Ganesha says it's sad Bejan Daruwala is gone...
by Yogesh PawarAfter it seemed like all kinds of off-beat stories had been done and dusted in the run-up to the 2014 general elections, my then editor had pulled a rabbit out of the hat by suggesting I speak to astrologers, tarot-card readers, numerologists and the like to predict the outcome. Almost everyone I called was either iffy or built in so many qualifiers to their predictions that they could score irrespective of who won. I was wondering if the story was a no-go when I called the astrologer Bejan Daruwala.
He was his gregarious self and chortled away asking how I was doing. “Modi is unstoppable. He has the stars with him for popularity and drive. He will make a clean sweep,” he had said. Today, the massive mandate that brought Narendra Modi to the prime ministerial chair came back to mind when news came of the passing of Daruwala at an Ahmedabad hospital due to pneumonia.
The nonagenarian was in the ICU, on a ventilator. All the life-support systems and the prayers of his huge following could not, unfortunately help, as doctors said things were not looking too good. “Knowing Bejan, he would have chuckled at the irony of how this was happening to him. After all, with Ganesha’s grace, he would be able to scan the Universe, read planets, and make a fortune with astonishing predictions based on Vedic and Western astrology, tarot cards, IChing, the Hebrew Kabbalah, palmistry, and what have you,” says senior journalist and close friend of the deceased Mark Manuel. Pointing out how he will miss him forever, Manuel said: “I was watching the 6 pm news on TV.
My heart sank at the rising death toll of coronavirus rampaging across the country. That's when the call came from Ahmedabad, telling me about the one death that I didn’t want to hear about,” and added, “At 90, given his failing health over the last decade, and his recent hospitalisation with pneumonia, I should've been prepared.
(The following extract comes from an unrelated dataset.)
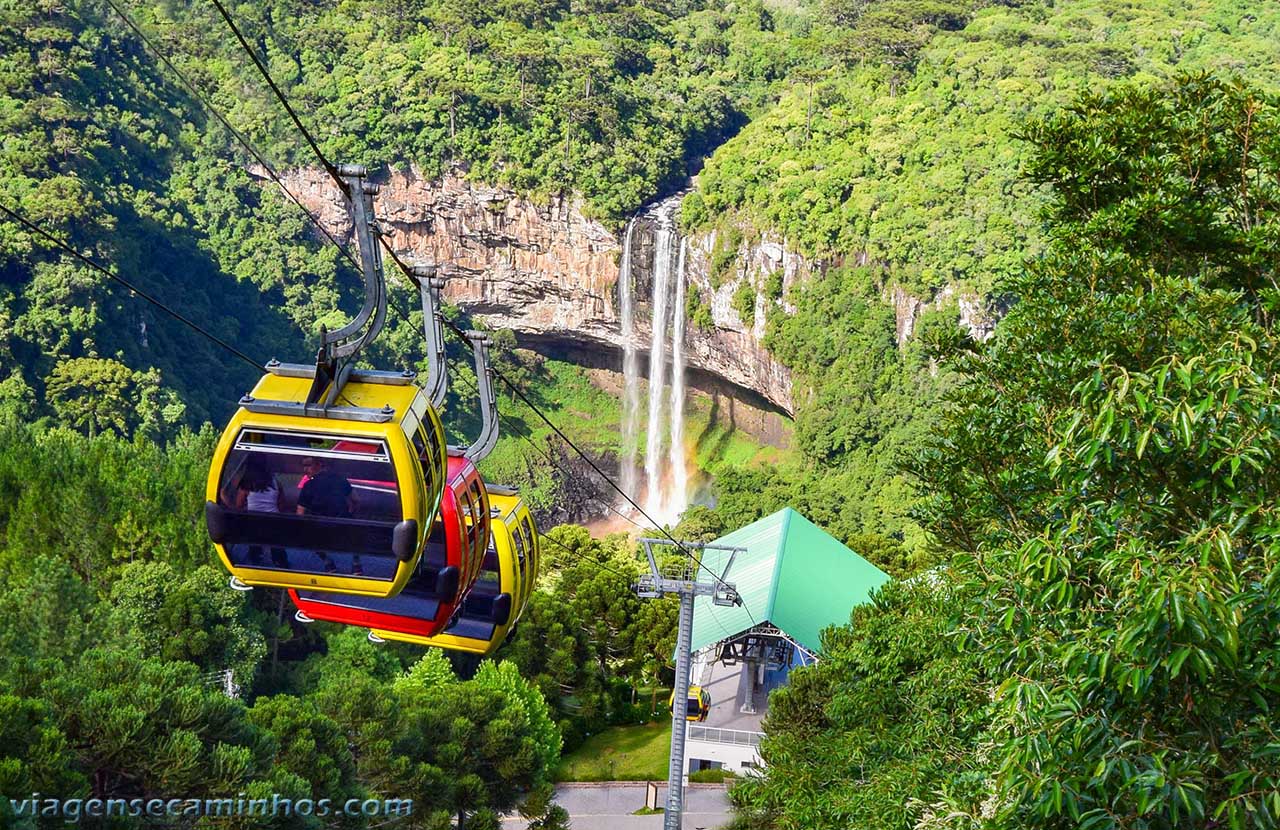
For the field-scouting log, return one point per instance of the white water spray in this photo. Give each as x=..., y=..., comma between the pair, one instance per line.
x=677, y=495
x=662, y=264
x=630, y=369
But you’re never prepared for death. And in Bejan’s case, I expected a miracle. Like so many times before. Waiting to hear his booming “Shree Ganeshaya Namah!” on the phone. Which was his way of telling me he was back! After cheating death again. I thought it'd be the same this time too. Now my heart's broken.” Columnist and actor-activist Dolly Thakore also condoled the demise of Daruwala, who used to be her neighbour in Mumbai.
“I would rib him about the astrology since I never believed in it. Though he never gave up trying to give me astrological advice which I resolutely ignored, it never came in the way we related to each other as friends. He was gregarious, charming and had one heck of a sense of humour. He could tell jokes and entertain like few. Conversations with him were so entertaining that I would often visit his place and in a few minutes, all the world's worries would simply float away.” According to her, what made him special was his ability to laugh at himself and guffaw at his own resort to hocus-pocus. “But people come with such high expectations and you don't want them to leave crestfallen.”
She also points out how well-read Daruwala was. “Unlike other astrologers, he could bring in Shakespeare or Tagore into his conversation and find a way of linking it all to astrology and the planets.” Manuel agrees there wouldn't be one dull moment around Daruwala, who he remembers as “the bawdy Parsi astrologer, who wrote our daily horoscopes in the city tabloid I worked for.” But this was before he became quite the sought-after sensation for predicting the Indira Gandhi's assassination and the Bhopal gas tragedy. He was 5 feet tall and weighed 200 pounds. “He would not lose any opportunity to talk about his days as Ahmedabad’s 100-metre sprint champion and of when he played cricket and hockey for the varsity,” he says, adding, “Of course, there was nothing athletic about Bejan. But his girth matched his mirth.”
The last time Manuel met Daruwala, the astrologer was wheelchairbound and needed an attendant to help him. “I asked him quietly about death. And whether he knew when his time would come. Bejan rudely dismissed me. With the choicest bad words. Then when I was leaving, he solemnly handed me a sealed envelope. I asked him what it was. “Your forecast for next year,” he said ominously, “just in case we never meet again.” So, Bejan Daruwala knew after all!